Now the exchange became more amusing for those watching in the courtroom (and for the readers of the newspapers). Charles Dickens declared that when he was at the police station he said he thought he recognised the prisoner, having seen him in the house of correction. This suggests that Dickens took his characterisation seriously and not only frequented courtrooms for literary reasons but also the prisons of the capital.

However, this seemed to be  lifeline for Cornelius Hearne. He looked from the dock to the bench and spoke to the magistrate:

Now your workshop, he must have been in “quod” there himself, or he couldn’t ‘ave seen me. I know these two gentlemen well; they’re no better than swell-mob men, and they get their living by selling stolen goods‘.

This provoked peals of laughter in the courtroom.

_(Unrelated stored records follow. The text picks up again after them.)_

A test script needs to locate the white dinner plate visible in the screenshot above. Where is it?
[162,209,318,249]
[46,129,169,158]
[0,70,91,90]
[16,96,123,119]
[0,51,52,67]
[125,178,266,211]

That one (pointing to Mr. Dickens) keeps “a fence”, and I recollect him at the prison, where he was put for six months, while I was there for only two‘.

Dickens and Lemon were described as being ‘highly amused’ by the suggestion but denied the accusations amidst all the laughter. Dickens said he had never traded in stolen goods and was not on speaking terms with that ‘highly respectable body – the swell-mob’. The swell-mob was a contemporary term for petty thieves and pickpockets who liked to dress fashionably and ape the manners of the middle classes, and were a popular vehicle for satirists and commentators. In Oliver Twist, for example, Dicken’s characterisation of Toby Crackit draws heavily on popular portraits of the swell-mob.

Hearne was unlikely to have been able to read and while he may have heard of Oliver Twist he may not have recognised its author. Not surprisingly the magistrate was much more familiar with Charles Dickens and his friend Mark Lemon than the young man in the dock was. Mr Broughton told him that he had demonstrated ‘consulate impudence’ in trying to wriggle out of his crime by defaming the character of two gentlemen, and that if he had actually stolen anything then he would undoubtedly be facing a trial  at Old Bailey and could expect to be transported. However, since there was only an attempt to steal he would deal with him summarily.

Cornelius Hearne was sent to the house of correction for three months; ‘”Boz” and his friend then left the court’.